Since 1996, Scotland has had 32 very different authorities working hard to deliver local and national priorities for their local communities. In such hard times, a serious discussion needs to be had about whether Scotland can maintain 32 councils and 32 education authorities. It will be interesting to see if national leadership will be content to wait for marriages of convenience to evolve across Scotland, or whether it will take a more directive approach.

Some are already saying that learners face a postcode lottery, and no doubt parents will echo this view when the spending cuts start to bite. It is hard to argue against it, when we look at the spending options being considered. This will be one tough call for an incoming administration, but, whatever the decisions, I hope the needs of learners will remain paramount.

And what of our school leaders? This era will test their leadership qualities. For years there has been an over-reliance, fostered by heads and directorates, on upward advice, upward decision-making and upward responsibility. In such austere times, this has to end; it needs to anyway if devolution of resources and decision-making is to happen. The last national HMIE report pointed to concerns over leadership in some schools. Our system, in effect unchanged for decades, assumes each school requires its own head and that they all have similar duties and qualities.

This hierarchical and traditional system will be challenged, and I doubt it can deliver our new 3-18 curriculum and an integrated children’s services agenda in the most effective possible way for all young people. Perhaps we should remodel our leadership structures around the needs of learners and their communities, and build up a local learning community model which delivers a 3-18 curriculum and support for children and young people in a more coherent way - which is a leadership challenge on its own.

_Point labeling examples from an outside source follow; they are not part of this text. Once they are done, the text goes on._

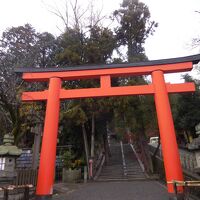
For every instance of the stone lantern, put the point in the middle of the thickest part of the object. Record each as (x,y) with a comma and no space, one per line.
(8,155)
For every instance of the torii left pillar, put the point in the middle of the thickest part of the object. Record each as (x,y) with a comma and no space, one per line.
(46,172)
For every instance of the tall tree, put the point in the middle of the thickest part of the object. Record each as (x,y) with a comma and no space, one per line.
(135,27)
(20,47)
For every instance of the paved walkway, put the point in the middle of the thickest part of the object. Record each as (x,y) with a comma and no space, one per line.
(135,190)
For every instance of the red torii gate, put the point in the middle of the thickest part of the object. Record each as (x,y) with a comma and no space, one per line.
(158,88)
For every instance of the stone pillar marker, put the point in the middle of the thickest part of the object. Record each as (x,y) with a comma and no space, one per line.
(8,155)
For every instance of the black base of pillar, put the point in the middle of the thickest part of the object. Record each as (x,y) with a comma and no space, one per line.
(43,197)
(176,197)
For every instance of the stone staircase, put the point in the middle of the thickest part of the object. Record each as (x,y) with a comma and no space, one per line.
(122,165)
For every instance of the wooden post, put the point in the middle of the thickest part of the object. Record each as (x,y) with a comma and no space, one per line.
(170,151)
(48,152)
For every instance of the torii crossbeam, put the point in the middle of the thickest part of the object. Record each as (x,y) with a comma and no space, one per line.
(158,88)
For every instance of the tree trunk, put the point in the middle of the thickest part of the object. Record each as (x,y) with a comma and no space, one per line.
(85,144)
(92,136)
(36,146)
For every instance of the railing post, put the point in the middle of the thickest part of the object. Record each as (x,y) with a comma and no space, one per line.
(170,151)
(46,172)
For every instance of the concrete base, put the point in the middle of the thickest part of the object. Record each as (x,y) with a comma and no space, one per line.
(43,197)
(176,197)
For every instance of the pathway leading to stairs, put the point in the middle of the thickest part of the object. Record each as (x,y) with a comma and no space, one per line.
(122,166)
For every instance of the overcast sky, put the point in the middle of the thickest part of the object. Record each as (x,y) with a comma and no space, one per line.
(177,19)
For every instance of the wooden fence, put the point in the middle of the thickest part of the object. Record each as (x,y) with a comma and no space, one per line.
(26,176)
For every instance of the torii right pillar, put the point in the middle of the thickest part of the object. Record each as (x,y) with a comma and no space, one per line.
(171,158)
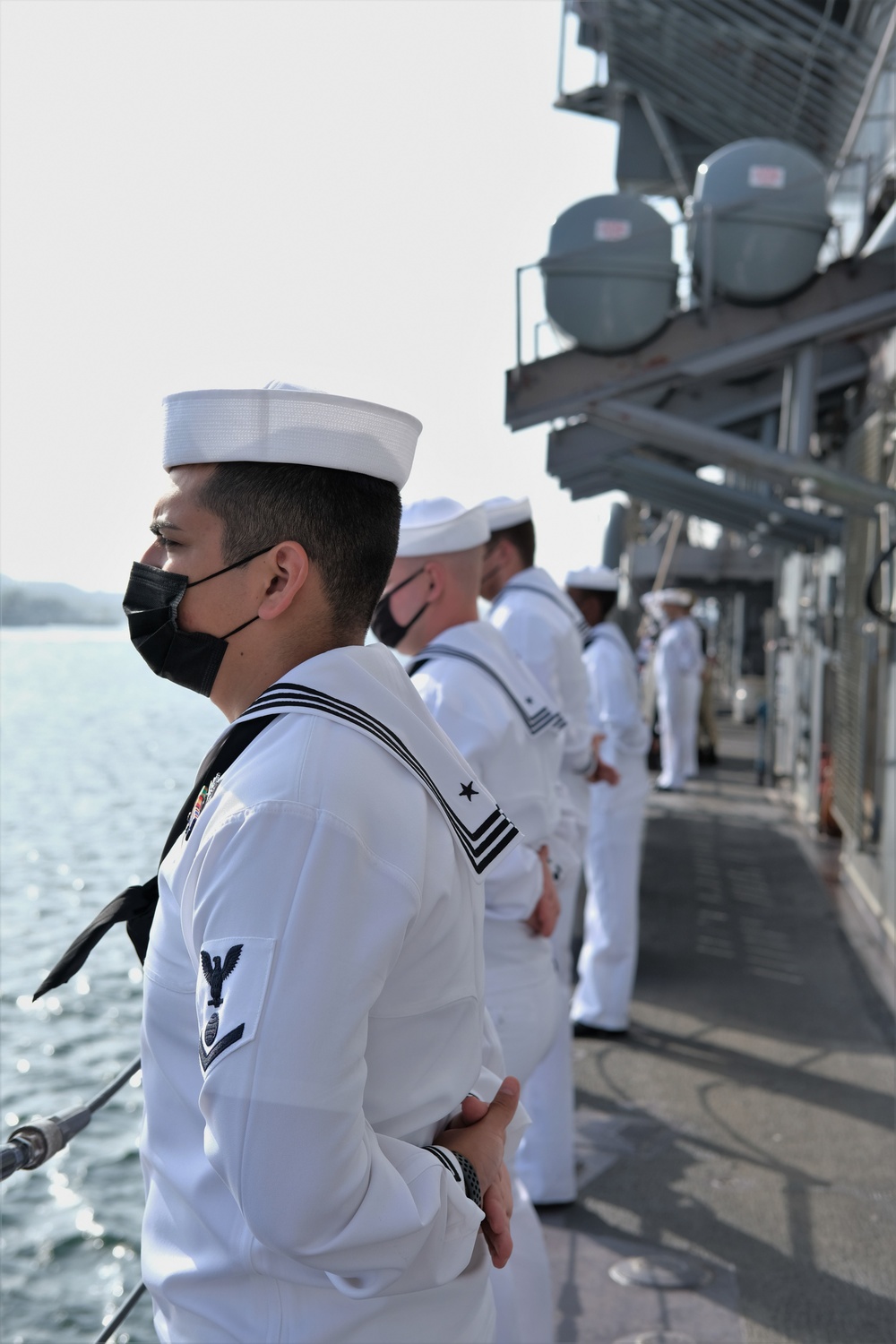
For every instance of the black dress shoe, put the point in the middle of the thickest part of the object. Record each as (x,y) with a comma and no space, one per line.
(583,1030)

And why cannot all schools, or groups of schools, in local learning communities be given charitable status? Imagine the boost to per-capita budgets this would create. It has always puzzled me why independent schools have this advantage over schools within the public sector.

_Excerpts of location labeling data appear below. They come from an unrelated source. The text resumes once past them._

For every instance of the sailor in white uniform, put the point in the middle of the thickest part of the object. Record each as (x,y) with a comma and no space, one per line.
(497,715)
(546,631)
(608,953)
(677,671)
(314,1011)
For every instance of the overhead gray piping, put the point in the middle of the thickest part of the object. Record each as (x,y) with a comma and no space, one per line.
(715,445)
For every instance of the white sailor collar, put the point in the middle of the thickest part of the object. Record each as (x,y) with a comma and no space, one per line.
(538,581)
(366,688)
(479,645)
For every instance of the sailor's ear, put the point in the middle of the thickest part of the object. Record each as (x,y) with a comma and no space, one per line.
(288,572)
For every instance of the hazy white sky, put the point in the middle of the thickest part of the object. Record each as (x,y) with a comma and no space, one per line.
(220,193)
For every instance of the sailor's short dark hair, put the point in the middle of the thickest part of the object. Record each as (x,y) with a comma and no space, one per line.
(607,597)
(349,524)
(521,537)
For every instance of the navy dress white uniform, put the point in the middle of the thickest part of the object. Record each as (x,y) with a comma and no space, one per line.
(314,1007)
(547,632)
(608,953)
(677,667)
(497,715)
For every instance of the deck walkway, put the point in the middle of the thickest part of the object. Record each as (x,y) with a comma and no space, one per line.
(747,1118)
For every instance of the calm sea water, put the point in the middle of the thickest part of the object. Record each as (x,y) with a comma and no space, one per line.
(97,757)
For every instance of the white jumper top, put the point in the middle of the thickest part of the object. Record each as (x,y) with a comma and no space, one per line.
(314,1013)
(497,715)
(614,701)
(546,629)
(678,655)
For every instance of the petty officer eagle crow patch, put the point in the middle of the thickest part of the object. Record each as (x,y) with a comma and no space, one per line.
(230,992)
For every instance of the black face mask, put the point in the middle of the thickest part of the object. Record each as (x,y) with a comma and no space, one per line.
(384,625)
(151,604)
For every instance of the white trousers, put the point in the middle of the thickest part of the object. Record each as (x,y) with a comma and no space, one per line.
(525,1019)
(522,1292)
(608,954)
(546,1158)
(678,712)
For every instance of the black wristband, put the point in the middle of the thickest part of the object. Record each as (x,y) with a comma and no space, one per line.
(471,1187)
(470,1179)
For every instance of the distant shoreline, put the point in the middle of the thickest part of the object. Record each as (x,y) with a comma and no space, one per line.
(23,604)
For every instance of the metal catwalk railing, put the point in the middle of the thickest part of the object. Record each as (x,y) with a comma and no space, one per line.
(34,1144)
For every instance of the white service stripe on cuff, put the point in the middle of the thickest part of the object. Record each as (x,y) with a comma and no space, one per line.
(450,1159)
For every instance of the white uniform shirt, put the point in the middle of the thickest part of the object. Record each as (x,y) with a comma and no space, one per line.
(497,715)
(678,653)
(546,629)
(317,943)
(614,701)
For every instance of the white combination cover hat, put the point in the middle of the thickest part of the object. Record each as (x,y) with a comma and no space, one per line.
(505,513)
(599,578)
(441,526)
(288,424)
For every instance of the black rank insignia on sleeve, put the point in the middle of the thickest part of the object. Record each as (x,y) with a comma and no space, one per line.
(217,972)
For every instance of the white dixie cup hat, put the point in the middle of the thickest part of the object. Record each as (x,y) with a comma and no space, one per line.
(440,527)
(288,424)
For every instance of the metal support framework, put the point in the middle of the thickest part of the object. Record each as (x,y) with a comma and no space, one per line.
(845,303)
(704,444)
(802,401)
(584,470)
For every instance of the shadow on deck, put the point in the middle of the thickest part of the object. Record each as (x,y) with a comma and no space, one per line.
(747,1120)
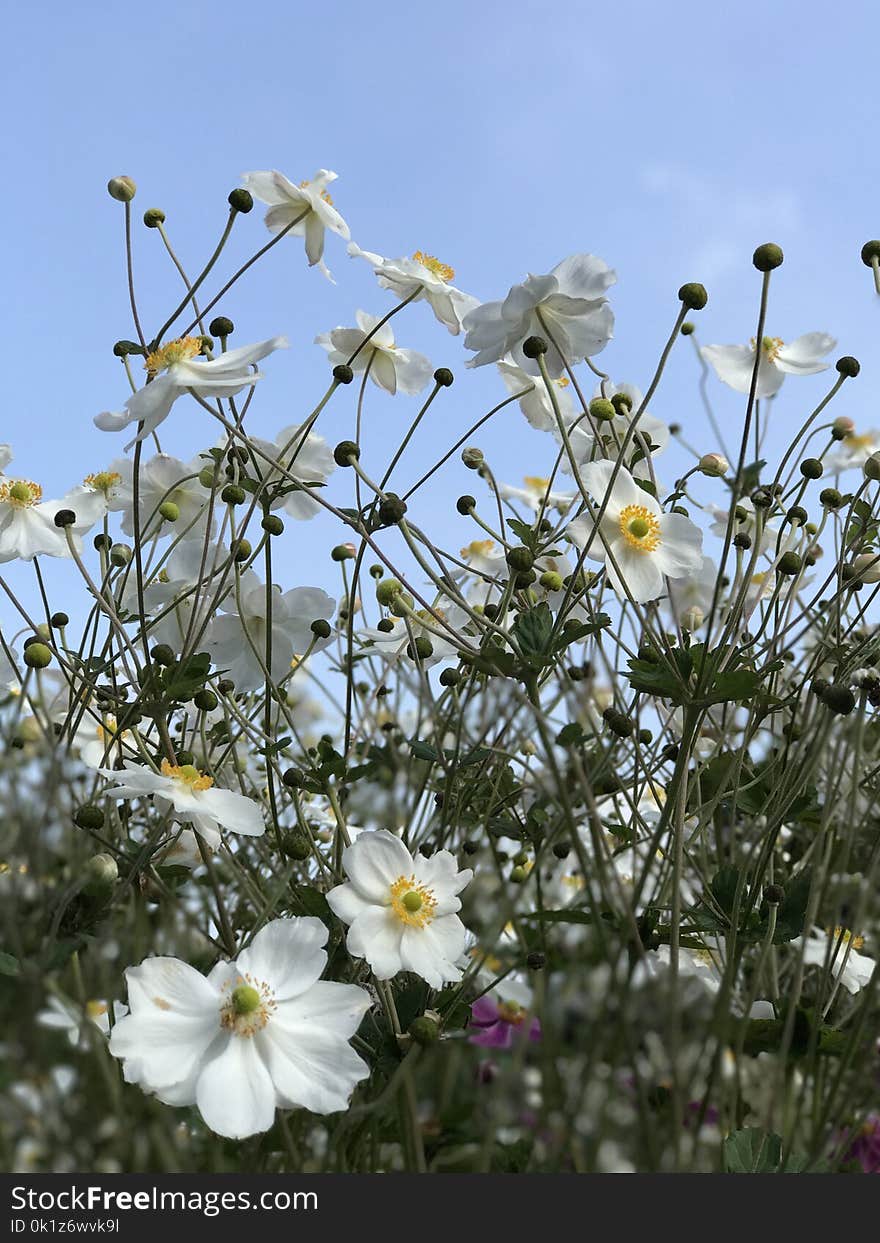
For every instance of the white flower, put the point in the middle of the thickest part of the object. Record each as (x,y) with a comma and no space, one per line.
(291,619)
(424,276)
(842,949)
(568,303)
(402,909)
(733,364)
(192,797)
(644,542)
(259,1033)
(27,526)
(175,368)
(286,201)
(389,367)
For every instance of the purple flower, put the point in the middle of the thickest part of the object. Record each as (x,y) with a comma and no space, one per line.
(496,1023)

Historically, times of crisis and need foster creative solutions. Our canny traditional approach has served us well for decades, but recent comparisons of our performance with that of other countries have caused some to wake up and smell the coffee. It is time to rethink some of the assumptions at the foundation of our current system.

Some would question whether children should begin formal schooling at the age of five and argue that we should look at practice in some high- performing countries where a later start, preceded by early-years investment of the highest quality, seems to work well. At the other end of the learner’s journey, I would advocate a new approach which travels through the senior phase enabling the sixth year to become a means of reducing a four-year degree to three with benefits to young people, their families and taxpayers.

As 2011 approaches, we need to see e-learning solutions bringing not only new and enhanced curriculum choice for all learners, but also filling the gap caused by reduced staffing levels. We must understand that our young people are developing in a fundamentally different environment from previous generations, and that many come to school with well-developed skills shaped by an information era which is often not replicated in their classroom and school.

We must embrace an era where there is a range of educators of different backgrounds, skills and qualifications - all supporting children and young people through their learning journey.

Finally and crucially, we all need to consider the question posed recently by the Education Secretary: “Can a leaner education system be a fitter and better system?” Hard times do require tough choices but, most importantly, they require brave leaders to make them.

Bruce Robertson was director of education in Highland and in Aberdeenshire, 1998-2010. He is currently carrying out a one-year commission for ADES, funded by the Scottish Government.